Anyway, Bill Robinson is a movie producer and screenwriter of some note whose blog at HuffPo on Monday must have raised a few eyebrows, and caused many hung-over Oscar revelers to spit up their first cup of coffee. In his piece entitled “Sore Loser Mountain,” Robinson took on his fellow Hollywoodians’ collective concern that “Brokeback Mountain” was robbed of Best Picture honors at Sunday’s Academy Awards due to “the secret homophobia of Academy voters.” Robinson didn’t see it that way:
“Sorry, but I don't agree with the sore losers. Yes, homophobia exists all over the place, including among Academy voters, but the ‘Crash’ victory probably had more to do with the thousands of DVD's sent to voters, and the six-figure Oscar spending spree on its behalf. ‘Brokeback’ had garnered endless awards, and is the highest grossing best picture nominee. Is it really the victim of an anti-gay conspiracy?”

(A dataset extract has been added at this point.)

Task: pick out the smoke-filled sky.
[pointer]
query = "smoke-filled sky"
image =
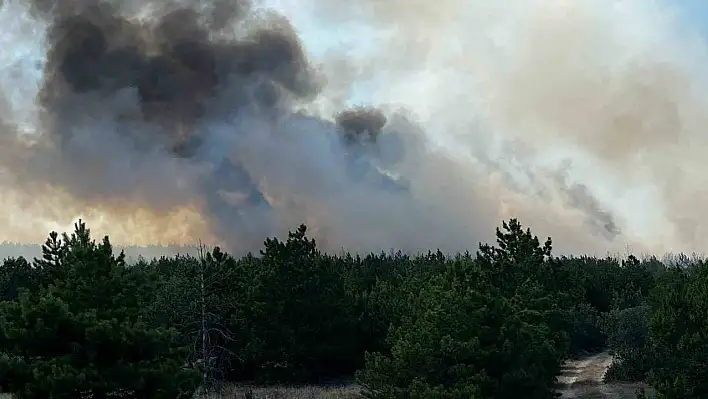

Hmmm. Clearly, Robinson was on thin ice here, for most of the posters and readers at HuffPo – especially the proprietor! – hate it when facts are brought into the discussion. Fortunately, Robinson wasn’t done. Next, he challenged the premise that “Brokeback” was an extraordinary movie deserving of Best Picture status:
“Even if you agree that ‘Crash’ allowed liberals to feel they had examined their souls just enough to avoid feeling compelled to vote for the unpalatable ‘gay cowboy’ movie, none of that changes the flaws in ‘Brokeback’. As much as many of us love the theme of the film, and what it represents, it was by no means a perfect movie. That is really a faulty premise on which to debate the ‘Crash’ upset. Even New Yorker critic David Denby pointed out the first half of Brokeback feels no more engaging than flipping through a stack of postcards.”
Ouch. This guy should be careful, or the next time he tries to post something, his ISP will be blocked! Yet, maybe most important was Robinson’s take that is likely shared by an overwhelmingly large majority of Americans: “Like a lot of people, my favorites of the year weren't among the final five.”
Neither were mine, Bill. Neither were mine.